The Arctic will "go through hell this year," says one prominent scientist
Source: Greenland Today, National Snow and Ice Data Center
| Note: This story was updated on 5/16/2016 at 7 p.m. EDT with comments from Ted Scambos of the National Sea and Ice Data Center. |
On April 11, a dramatic early spike in melting of snow and ice at the surface of Greenland's ice sheet prompted a Danish climate scientist to say that she and her colleagues were "incredulous." Now, there has been a second bout of unusual melting. You can see both of them in the graph above from the National Snow and Ice Data Center, or NSIDC. It charts the percentage of the Greenland Ice Sheet experiencing surface melting. In both cases, the thaw exceeded 10 percent of the ice sheet's area. When I noticed the second spike, I reached out by email to Ted Scambos, lead scientist for the NSIDC science team, to get his reaction to what has been happening in the Arctic lately. Here was his reply:
The Arctic is going to go through hell this year. Both the sea ice and the Greenland surface melting. Snow cover will also set a record.

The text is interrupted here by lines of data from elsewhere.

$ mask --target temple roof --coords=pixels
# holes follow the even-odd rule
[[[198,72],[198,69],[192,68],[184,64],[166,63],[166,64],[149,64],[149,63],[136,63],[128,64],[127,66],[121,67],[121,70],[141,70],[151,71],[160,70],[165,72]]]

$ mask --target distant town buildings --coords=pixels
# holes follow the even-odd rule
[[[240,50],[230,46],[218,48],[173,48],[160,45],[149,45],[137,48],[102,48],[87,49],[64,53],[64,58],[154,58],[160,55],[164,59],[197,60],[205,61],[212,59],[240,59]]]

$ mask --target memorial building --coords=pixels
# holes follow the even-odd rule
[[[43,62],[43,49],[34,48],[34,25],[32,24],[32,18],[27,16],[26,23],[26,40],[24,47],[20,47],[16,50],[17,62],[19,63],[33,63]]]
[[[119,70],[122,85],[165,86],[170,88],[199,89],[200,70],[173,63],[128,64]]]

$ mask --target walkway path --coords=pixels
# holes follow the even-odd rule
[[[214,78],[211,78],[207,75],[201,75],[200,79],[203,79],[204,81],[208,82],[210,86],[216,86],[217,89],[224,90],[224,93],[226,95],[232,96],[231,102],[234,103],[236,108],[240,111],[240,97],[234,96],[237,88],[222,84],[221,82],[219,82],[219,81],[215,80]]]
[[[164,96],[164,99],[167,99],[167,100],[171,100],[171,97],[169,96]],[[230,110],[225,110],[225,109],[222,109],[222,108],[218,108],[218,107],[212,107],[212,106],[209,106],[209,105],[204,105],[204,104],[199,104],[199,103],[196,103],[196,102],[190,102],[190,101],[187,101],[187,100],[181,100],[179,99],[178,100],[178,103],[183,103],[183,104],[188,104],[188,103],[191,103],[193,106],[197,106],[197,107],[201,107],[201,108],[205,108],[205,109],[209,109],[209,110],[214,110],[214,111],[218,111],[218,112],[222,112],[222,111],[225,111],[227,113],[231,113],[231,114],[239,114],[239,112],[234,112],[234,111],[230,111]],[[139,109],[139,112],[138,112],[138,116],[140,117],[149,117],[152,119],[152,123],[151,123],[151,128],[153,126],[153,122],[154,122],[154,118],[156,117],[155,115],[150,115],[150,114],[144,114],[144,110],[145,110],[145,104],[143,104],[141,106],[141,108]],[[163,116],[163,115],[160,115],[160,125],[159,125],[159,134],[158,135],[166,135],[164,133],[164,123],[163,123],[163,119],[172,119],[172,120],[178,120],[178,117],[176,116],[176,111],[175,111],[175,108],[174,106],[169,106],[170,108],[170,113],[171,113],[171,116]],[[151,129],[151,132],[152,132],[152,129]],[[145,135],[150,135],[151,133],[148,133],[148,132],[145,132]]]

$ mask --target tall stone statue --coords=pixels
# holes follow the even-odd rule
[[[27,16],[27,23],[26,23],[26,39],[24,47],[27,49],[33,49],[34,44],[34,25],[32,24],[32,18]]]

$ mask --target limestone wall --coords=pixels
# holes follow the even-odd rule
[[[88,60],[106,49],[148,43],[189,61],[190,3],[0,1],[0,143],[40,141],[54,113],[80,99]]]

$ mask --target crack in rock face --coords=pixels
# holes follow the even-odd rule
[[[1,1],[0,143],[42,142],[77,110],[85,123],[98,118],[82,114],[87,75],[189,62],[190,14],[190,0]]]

Scambos emphasized that he wasn't basing his prediction on a rigorous analysis of data. Instead:
I’m going on ‘duck test’ here: if it walks like a duck, and it quacks like a duck…
The quacking so far this year has been rather loud all around the the high north, with unusual and persistent warmth, large-scale fracturing of Arctic sea ice, plunging sea ice extent (more about that in a minute), and the two spikes in Greenland surface melting. The April spike was particularly unusual because of its size, and the fact that it occurred so early in the spring. The second spike peaked on May 12 and appears to be subsiding now. It prompted scientists with the Danish Meteorological Institute, or DMI, to announce that the Greenland melt season had begun in earnest — and that this tied with 1999 as the fifth earliest start on record. The DMI considers the melt season to have begun when there has been at least three consecutive days during which more than 5 percent of the ice sheet has seen some melting. As extreme as the April spike was, that episode was not considered the start to the true melt season because it persisted for just shy of three days. Even so, Ruth Mottram, a DMI climate scientist, did not hold back in her assessment of a melt event involving so much of the ice sheet, so early. "Scientists at DMI were at first incredulous due to the early date," she wrote in a post at the Polar Portal, a site jointly run by Danish research institutions. Then the scientists saw observational data confirming that temperatures in some places on the ice sheet were well above freezing — including as high as 50 degrees C (10 degrees C). After that April spike, frigid temperatures returned, causing meltwater to refreeze. And new snow fell atop it. "Since early April, a large dump of snow over the ice sheet in early May temporarily halted melting, which resumed in earnest last week," Mottram writes in her latest post. "Ice melt this week has been driven by warm air moving over the ice sheet, as in April." In fact, one weather station at 6,037 feet (1,840 meters) above sea level on the ice sheet "has again been measuring temperatures above freezing." Above freezing temperatures at such high elevations in Greenland are unusual for May.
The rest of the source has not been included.